The standard repayment plan which is the one you are automatically enrolled in, is the best option if you do not have any special circumstances and you want to pay the least amount of money back to the government. This plan consists of equal payment amounts each month over the course of ten years. If you have this money automatically deducted from your paycheck, you can request a 0.25% savings on the interest rate. To pay this loan off even faster and reduce the amount of interest, pay a little extra each month and specify in writing that you want the extra amount applied towards the principal loan amount.

The graduated repayment plan is perfect if you are starting out with a very low salary but expect it to go up over time with annual raises and promotions. In this plan, you repay your student loan in lower monthly payments in the early years and then the payments slowly increase incrementally during the later years. The loan is still for a total of ten years, which means the latter payments will be quite high and because the early payments were low the interest accrued on the principal will be more, so the overall repayment cost of the loan will be higher.

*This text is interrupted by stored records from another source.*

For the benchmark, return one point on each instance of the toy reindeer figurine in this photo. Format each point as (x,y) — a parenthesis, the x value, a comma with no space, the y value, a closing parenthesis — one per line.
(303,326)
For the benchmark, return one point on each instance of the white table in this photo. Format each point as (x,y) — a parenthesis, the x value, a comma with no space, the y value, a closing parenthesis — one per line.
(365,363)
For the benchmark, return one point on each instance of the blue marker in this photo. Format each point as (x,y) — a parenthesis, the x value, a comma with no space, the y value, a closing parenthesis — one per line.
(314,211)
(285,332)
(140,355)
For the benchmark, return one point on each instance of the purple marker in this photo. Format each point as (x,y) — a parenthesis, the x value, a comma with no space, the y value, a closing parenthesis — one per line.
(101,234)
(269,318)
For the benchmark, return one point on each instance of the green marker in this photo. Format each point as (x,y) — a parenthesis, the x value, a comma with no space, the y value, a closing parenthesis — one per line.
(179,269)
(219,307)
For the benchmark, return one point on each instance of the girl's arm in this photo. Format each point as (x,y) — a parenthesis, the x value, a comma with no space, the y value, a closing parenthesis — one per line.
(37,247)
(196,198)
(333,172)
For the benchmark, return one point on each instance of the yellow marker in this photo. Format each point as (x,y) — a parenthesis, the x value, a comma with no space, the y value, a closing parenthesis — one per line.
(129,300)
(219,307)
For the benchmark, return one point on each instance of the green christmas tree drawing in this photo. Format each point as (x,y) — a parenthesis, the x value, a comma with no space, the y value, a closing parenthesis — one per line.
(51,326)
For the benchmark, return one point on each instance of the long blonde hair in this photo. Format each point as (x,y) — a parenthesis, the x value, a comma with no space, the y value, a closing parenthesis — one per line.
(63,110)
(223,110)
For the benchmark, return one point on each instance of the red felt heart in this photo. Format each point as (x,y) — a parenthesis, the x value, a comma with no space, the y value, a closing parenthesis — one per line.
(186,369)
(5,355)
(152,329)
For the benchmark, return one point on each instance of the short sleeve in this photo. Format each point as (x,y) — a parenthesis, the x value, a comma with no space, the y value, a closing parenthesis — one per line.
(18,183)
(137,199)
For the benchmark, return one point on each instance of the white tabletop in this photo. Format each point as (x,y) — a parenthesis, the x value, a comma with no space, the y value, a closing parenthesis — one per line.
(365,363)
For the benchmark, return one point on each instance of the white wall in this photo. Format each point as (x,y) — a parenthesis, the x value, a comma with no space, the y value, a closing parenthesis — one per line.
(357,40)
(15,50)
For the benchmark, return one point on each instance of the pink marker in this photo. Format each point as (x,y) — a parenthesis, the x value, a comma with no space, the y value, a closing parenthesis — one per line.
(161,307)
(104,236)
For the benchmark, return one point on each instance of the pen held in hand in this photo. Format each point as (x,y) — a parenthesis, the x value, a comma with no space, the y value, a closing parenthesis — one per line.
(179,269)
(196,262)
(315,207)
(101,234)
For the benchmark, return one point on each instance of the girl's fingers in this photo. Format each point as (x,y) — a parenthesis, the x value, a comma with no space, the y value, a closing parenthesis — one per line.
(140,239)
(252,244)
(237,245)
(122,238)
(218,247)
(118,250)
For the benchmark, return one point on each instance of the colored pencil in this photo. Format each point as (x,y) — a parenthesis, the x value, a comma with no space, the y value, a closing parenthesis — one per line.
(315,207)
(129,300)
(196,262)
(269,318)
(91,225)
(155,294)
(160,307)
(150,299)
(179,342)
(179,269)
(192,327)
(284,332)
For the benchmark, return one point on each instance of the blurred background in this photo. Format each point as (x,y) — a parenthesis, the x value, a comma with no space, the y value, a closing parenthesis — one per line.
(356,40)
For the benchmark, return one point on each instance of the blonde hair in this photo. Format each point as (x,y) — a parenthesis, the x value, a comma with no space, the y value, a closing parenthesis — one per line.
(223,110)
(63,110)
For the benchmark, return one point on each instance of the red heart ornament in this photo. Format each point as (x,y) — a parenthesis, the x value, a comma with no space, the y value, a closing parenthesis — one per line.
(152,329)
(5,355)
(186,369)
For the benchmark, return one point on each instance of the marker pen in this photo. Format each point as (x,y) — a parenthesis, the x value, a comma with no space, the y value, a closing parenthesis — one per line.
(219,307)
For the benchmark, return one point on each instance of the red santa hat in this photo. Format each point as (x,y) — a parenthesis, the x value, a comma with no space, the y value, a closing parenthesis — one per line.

If you have more than $30,000.00 in student loans, the extended repayment plan may work in your favor. On this plan you extend the time you have to repay the student loan from ten years up to a maximum of 25 years. The longer you decide to extend the payments, the more you will end up paying overall. A $40,000 loan paid off over a total of 25 years will equal $83,289 at $227 per month. Ouch!

If you are in the Federal Direct Loan Program, you can apply for the income contingent plan. This basically means you pay back the loan based on the amount of money you are currently earning. When you're salary is low you pay back less and it increases as your salary increase. This program allows you up to 25 years to payback the student loan after which time any remaining money owed is forgiven.